Пенни размешала в своей тарелке «Очарование» (так по крайней мере было написано на коробке) и присоединилась к процессу поглощения пищи. В продолжение нескольких последующих минут слышны были лишь хруст, чавканье да изредка довольное похрюкивание увлеченного трапезой моряка. Каждый из сотрапезников положил перед собой на стол по тому записок Тесс и иногда, отрываясь от поедания каши, читал другому понравившиеся ему места.
— Слушай, — говорила Пенелопа и, не дожидаясь официального согласия, зачитывала с того места, на котором остановилась: «…я умею рожать только мальчиков, этаких черноволосых хулиганов, которые не приносят ничего, кроме хлопот и огорчений». — Пенни поднимала голову и, хмурясь, с удивлением восклицала:
— Разве это похоже на нее?

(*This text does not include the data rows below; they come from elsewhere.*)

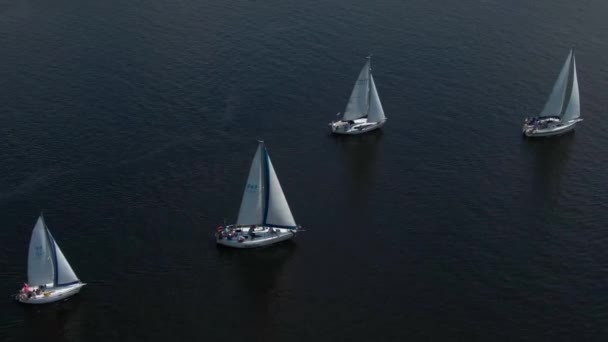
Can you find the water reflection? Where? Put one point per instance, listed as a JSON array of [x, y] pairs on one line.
[[360, 154], [60, 321], [257, 275], [550, 156]]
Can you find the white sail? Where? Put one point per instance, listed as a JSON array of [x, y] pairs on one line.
[[65, 274], [278, 213], [555, 102], [376, 113], [573, 111], [358, 103], [40, 268], [252, 204]]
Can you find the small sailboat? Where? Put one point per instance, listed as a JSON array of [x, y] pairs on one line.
[[556, 118], [50, 277], [264, 217], [363, 111]]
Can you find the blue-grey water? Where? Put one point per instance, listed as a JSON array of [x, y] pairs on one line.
[[132, 124]]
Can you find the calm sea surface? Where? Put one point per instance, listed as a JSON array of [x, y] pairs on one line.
[[132, 124]]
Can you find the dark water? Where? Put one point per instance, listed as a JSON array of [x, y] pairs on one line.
[[132, 125]]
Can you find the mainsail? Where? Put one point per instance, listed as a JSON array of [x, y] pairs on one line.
[[376, 113], [555, 102], [46, 264], [277, 209], [40, 267], [573, 111], [64, 274], [358, 103], [264, 202]]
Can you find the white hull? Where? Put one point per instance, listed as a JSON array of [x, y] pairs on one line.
[[358, 126], [558, 129], [263, 237], [51, 294]]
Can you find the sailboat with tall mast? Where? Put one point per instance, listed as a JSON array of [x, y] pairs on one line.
[[364, 110], [264, 216], [556, 117], [49, 274]]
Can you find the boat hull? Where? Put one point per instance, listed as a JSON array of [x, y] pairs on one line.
[[358, 127], [261, 240], [532, 132], [51, 295]]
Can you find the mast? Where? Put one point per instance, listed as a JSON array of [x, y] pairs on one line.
[[266, 182], [369, 90]]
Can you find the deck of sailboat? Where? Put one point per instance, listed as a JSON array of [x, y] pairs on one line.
[[51, 294], [550, 131], [263, 236], [356, 126]]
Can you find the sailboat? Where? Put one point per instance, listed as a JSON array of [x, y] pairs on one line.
[[49, 275], [556, 118], [363, 111], [264, 217]]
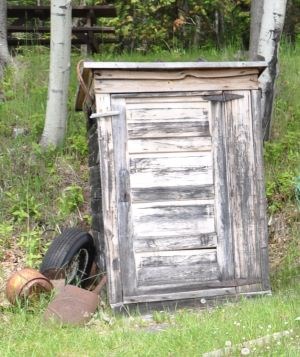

Словно и не Тесс пишет.
— Ничего особенного, — отзывался Рэмзи, ловко расправляясь с остатками пшеничных хлопьев. — Просто она достаточно пожила в восемнадцатом веке и привыкла к его нравам.
— Пожалуй, — согласилась Пенелопа. — Но ты, я надеюсь, скоро отвыкнешь от них.
— Всенепременно.
Она улыбалась и продолжала читать дневник. Тесс рассказывала о своей семье и между прочим замечала, что готова позавидовать своей подружке, если та встретит отправившегося в ее время Рэмзи О'Кифа. Пенни смущалась и скромно пропускала при чтении вслух это замечание.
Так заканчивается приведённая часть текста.